Automutilação não suicida e bulimia: O papel da desregulação emocional e insatisfação corporal

 Hovrud, L., Simons, R., Simons, J., & Korkow, J. (2020). Non-suicidal self-injury and bulimia: The role of emotion dysregulation and body dissatisfaction. Eating and Weight Disorders-Studies on Anorexia, Bulimia and Obesity, 25(4), 1089-1097. https://doi.org/10.1007/s40519-019-00741-5.

Resenhado por Luiz Guilherme Lima-Silva.

O comportamento auto lesivo sem intencionalidade suicida em pessoas que sofrem de bulimia é bastante comum. A prevalência desse comportamento nessa população pode variar de 26 a 61%. Em termos de precedência da relação autolesão-bulimia, sugere-se que os sintomas bulímicos predizem o engajamento na automutilação. Uma população que é bastante propensa ao desenvolvimento de sintomas do referido transtorno alimentar são os estudantes universitários, particularmente as mulheres, visto que a prevalência é de 16% em contraposição ao gênero masculino com 9% de risco de desenvolver sintomas para estabelecer um diagnóstico formal. Segundo o modelo de evitação experiencial, o engajamento na automutilação proporciona alívio momentâneo e evitação de estados emocionais indesejados. Esse modelo lança luz no papel das emoções negativas em comportamentos disruptivos e pode ajudar a entender o comportamento automutilatório entre pessoas com sintomas de bulimia. Além disso, outro ponto relevante é a insatisfação corporal de pessoas com bulimia. Maior insatisfação corporal foi encontrada em pessoas com histórico de autolesão do que naquelas que não se engajavam em tal comportamento. Diante disso, o estudo visou analisar a relação entre os construtos supracitados a fim de criar modelos de mediação e moderação para melhor explicar o fenômeno da autolesão em pessoas com sintomas de bulimia.

A amostra foi composta por 488 jovens adultos de 18 a 25 anos, sendo que cerca de 60% foram do gênero feminino, 38% do gênero masculino, 1% foram de pessoas não binárias e 1,5% não respondeu. Os instrumentos usados foram: How I Deal with Stress para mensurar o engajamento em autolesão; Eating Disorder Inventory-3rd Edition para medir cognições e comportamentos acerca de problemas alimentares; Deliberate Self-Harm Inventory para aferir automutilação; Positive Affect Negative Affect Schedule para capturar a experiência de afetos negativos; Distress Tolerance Scale mensura o quanto alguém consegue tolerar eventos estressantes; UPPS Impulsive Behavior Scale para medir a tendência a agir precipitadamente ao experienciar uma emoção negativa.

Cerca de metade da variância da autolesão em pessoas com sintomas de bulimia se deveu aos padrões específicos de regulação emocional.
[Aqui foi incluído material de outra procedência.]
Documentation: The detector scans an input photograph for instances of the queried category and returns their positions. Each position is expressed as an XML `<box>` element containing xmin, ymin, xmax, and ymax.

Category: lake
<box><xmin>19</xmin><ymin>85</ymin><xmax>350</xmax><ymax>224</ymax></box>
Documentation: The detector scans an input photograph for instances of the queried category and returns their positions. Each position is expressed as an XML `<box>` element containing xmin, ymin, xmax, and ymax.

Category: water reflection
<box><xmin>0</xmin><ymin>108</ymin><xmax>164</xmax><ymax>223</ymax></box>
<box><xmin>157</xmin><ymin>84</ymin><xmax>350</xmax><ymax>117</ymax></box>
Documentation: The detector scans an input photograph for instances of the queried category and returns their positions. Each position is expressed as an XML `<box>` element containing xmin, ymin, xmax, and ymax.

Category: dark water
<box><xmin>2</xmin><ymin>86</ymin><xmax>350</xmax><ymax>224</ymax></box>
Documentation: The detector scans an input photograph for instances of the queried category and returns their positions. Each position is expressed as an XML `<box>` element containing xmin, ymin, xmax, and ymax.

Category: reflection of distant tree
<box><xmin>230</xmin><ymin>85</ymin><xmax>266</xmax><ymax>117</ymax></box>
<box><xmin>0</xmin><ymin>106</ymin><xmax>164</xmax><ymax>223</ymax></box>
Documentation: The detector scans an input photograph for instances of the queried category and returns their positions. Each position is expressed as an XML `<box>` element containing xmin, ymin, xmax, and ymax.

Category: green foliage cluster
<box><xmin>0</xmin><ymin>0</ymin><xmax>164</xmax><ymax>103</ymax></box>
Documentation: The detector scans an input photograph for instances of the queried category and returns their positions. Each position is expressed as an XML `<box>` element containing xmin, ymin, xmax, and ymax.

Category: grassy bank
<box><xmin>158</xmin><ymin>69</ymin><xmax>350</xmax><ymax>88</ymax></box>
Outro resultado relevante foi o papel mediador dos sintomas de bulimia entre regulação emocional e automutilação, fornecendo precedência temporal desses desfechos. Independente do gênero, maiores déficits na regulação emocional fazem com que os indivíduos se tornem mais propensos a desenvolver comportamentos disruptivos. Esses achados, em conjunto, permitem expandir o modelo de evitação experiencial dos comportamentos autolesivos para distúrbios alimentares, visto que uma menor habilidade de tolerar eventos estressantes e maior impulsividade, quando experienciam afetos negativos, foram associados a maior probabilidade de engajamento em comportamentos de autolesão.

A Psicologia da Saúde tem como parte de sua fundamentação teórica o estudo do estresse e os mecanismos de enfrentamento utilizados para lidar com ele. Assim, está dentro do campo epistemológico dessa área técnicas de enfrentamento baseadas no problema e na emoção, que podem ser utilizadas em casos de indivíduos com sintomas de bulimia e de automutilação. Dessa forma, a Psicologia da Saúde pode intervir nesses casos a fim de aumentar a regulação emocional e diminuir a insatisfação corporal nesses indivíduos que poderia resultar em possíveis intervenções estéticas. Além do suporte teórico e técnico da Psicologia da Saúde, pode-se contar também com a Terapia Comportamental Dialética, que preconiza o ensino de habilidades para tolerar o estresse e diminuir a baixa tolerância à frustração.